My work centers on grief, healing, and Native resilience, and Tulsa feels intrinsically connected to those themes. Oklahoma holds profound histories of relocation, boarding schools, and survival, and I’m interested in how art can help us reclaim and transform that legacy. I believe Tulsa will shape my practice by grounding my work in memory and collective healing.
— Sabrina Saleha

SCREENWRITING, FILM

SABRINA SALEHA (NAVAJO/BENGALI)

Sabrina Saleha is a Navajo/Bengali screenwriter and director, and currently a Staff Writer on AMC’s Dark Winds. She is a Tulsa Artist Fellow developing her debut feature, Grief Camp, which she has workshopped as a Sundance Native Lab Artist-in-Residence.

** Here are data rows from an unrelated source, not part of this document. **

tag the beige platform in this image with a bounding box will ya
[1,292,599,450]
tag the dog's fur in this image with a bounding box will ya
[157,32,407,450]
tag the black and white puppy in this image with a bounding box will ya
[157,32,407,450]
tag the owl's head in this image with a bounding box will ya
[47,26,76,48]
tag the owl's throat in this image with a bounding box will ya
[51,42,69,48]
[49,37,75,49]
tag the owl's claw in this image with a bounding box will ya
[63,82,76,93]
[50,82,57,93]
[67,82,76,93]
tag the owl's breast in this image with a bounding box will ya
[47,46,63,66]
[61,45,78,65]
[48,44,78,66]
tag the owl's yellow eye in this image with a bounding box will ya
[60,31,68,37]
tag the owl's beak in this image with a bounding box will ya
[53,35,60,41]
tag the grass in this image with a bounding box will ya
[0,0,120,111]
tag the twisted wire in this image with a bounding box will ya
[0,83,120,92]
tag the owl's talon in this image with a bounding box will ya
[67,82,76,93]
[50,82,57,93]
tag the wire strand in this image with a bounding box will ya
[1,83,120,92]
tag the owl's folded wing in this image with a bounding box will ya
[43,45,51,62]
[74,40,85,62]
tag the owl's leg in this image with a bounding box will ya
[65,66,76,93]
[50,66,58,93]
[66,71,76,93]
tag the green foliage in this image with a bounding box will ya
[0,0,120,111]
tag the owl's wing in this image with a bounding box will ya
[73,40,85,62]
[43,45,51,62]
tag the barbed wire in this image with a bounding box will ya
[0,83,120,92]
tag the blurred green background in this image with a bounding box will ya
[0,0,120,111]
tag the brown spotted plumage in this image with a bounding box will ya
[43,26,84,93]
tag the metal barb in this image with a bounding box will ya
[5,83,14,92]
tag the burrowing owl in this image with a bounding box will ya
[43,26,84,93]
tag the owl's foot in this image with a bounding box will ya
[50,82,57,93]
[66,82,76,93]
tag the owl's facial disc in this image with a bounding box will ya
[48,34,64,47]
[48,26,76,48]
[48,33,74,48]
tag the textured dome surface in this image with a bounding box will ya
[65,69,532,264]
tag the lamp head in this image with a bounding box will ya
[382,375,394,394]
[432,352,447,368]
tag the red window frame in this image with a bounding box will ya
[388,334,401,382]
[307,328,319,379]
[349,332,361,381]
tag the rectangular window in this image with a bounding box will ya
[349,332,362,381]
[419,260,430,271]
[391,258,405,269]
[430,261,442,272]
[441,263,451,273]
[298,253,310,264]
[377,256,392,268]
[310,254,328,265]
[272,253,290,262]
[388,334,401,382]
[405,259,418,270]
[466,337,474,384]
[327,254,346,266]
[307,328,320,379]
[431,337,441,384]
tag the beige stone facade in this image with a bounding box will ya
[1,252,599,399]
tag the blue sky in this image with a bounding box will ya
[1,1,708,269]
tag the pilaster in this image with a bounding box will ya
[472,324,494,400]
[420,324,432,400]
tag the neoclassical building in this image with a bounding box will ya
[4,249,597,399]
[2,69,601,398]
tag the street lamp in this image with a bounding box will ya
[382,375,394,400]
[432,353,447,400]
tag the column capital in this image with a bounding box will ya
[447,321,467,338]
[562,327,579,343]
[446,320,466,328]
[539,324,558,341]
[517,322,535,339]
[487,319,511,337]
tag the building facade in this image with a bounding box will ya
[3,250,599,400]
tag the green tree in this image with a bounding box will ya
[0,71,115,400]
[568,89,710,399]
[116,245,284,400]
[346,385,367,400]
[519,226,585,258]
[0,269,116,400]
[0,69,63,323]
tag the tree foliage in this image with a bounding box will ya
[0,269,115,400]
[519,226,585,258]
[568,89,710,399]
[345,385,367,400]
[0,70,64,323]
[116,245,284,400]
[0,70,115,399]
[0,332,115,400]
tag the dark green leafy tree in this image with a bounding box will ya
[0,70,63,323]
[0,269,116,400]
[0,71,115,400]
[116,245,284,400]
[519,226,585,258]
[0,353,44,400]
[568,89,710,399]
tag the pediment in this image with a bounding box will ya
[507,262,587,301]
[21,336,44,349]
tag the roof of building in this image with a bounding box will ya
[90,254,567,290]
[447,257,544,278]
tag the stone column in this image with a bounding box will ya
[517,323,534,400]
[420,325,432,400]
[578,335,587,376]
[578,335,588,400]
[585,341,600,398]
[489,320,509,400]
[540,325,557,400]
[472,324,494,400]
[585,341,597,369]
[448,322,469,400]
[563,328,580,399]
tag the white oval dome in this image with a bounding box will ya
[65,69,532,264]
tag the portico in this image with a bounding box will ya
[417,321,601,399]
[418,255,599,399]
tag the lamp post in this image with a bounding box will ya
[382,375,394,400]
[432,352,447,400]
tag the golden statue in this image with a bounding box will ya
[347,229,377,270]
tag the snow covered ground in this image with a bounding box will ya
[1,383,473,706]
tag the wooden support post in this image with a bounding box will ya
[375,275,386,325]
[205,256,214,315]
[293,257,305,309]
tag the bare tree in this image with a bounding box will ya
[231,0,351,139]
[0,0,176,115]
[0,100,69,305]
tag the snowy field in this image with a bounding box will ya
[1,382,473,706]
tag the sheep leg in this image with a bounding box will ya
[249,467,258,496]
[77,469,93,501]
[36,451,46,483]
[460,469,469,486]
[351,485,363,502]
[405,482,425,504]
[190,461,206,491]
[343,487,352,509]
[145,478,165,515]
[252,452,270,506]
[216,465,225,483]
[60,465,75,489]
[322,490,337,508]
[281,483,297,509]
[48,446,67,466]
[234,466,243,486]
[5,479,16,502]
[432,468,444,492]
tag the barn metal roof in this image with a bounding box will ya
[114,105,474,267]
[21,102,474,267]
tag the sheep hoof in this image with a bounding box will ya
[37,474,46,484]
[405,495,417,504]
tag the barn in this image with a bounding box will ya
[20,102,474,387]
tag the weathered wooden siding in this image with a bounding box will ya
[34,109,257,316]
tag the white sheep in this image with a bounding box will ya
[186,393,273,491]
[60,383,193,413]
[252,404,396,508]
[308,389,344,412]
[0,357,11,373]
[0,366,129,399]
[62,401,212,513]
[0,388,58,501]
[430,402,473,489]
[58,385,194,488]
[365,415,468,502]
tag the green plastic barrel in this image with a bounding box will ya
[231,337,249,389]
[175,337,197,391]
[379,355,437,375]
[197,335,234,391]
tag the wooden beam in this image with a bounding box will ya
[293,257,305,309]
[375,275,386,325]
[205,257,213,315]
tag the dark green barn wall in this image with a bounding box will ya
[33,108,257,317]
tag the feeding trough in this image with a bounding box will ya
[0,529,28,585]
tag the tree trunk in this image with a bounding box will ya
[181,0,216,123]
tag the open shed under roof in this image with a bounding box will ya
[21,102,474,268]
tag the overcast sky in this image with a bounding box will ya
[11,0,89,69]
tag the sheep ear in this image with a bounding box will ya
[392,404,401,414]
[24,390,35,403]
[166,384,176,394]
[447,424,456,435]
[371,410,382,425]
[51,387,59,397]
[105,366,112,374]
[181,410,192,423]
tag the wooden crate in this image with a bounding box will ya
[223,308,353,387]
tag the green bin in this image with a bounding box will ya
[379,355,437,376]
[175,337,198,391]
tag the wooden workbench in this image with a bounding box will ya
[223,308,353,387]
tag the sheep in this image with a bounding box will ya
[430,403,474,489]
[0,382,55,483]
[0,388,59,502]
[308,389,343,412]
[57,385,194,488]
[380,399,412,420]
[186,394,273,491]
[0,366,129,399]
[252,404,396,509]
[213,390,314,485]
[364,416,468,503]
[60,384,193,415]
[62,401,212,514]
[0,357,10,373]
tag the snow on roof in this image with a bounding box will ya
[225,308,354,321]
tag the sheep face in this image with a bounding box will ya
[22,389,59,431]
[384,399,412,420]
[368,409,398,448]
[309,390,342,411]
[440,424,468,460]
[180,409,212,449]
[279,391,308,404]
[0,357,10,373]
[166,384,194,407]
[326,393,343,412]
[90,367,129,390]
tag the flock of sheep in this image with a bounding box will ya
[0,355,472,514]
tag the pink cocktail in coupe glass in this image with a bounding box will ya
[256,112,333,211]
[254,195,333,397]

Her most recent short film, Legend of Fry-Roti: Rise of the Dough, won the Audience Award for Best Short at deadCenter Film Festival, the Best New Mexico Short Jury Award at the Santa Fe International Film Festival, and Achievement in Acting at LA Skins Fest, and has screened at festivals worldwide.

Sabrina is an alum of the NYU Tisch Directing Intensive for Indigenous Voices and has participated in several prestigious development programs, including the Stowe Story Labs x New Mexico Film Office Fellowship, the imagineNATIVE Screenwriting Feature Lab (Netflix), the Vision Maker Media Creative Shorts Fellowship, the First Peoples Fund Artist-in-Business Fellowship, the Native American Animation Lab (Sony Animation), and the Native American Media Alliance TV Writers Lab (Netflix).

She earned her MFA in Screenwriting from the Institute of American Indian Arts (IAIA), where she received scholarships from Warner Bros. Discovery, the American Indian Circle Fellowship, and the Navajo Nation.

As an actress, her recent credits include Barry, Marvel’s Echo, The English Teacher, Single Drunk Female, Station 19, The Cleaning Lady, Panhandle, and Damascus.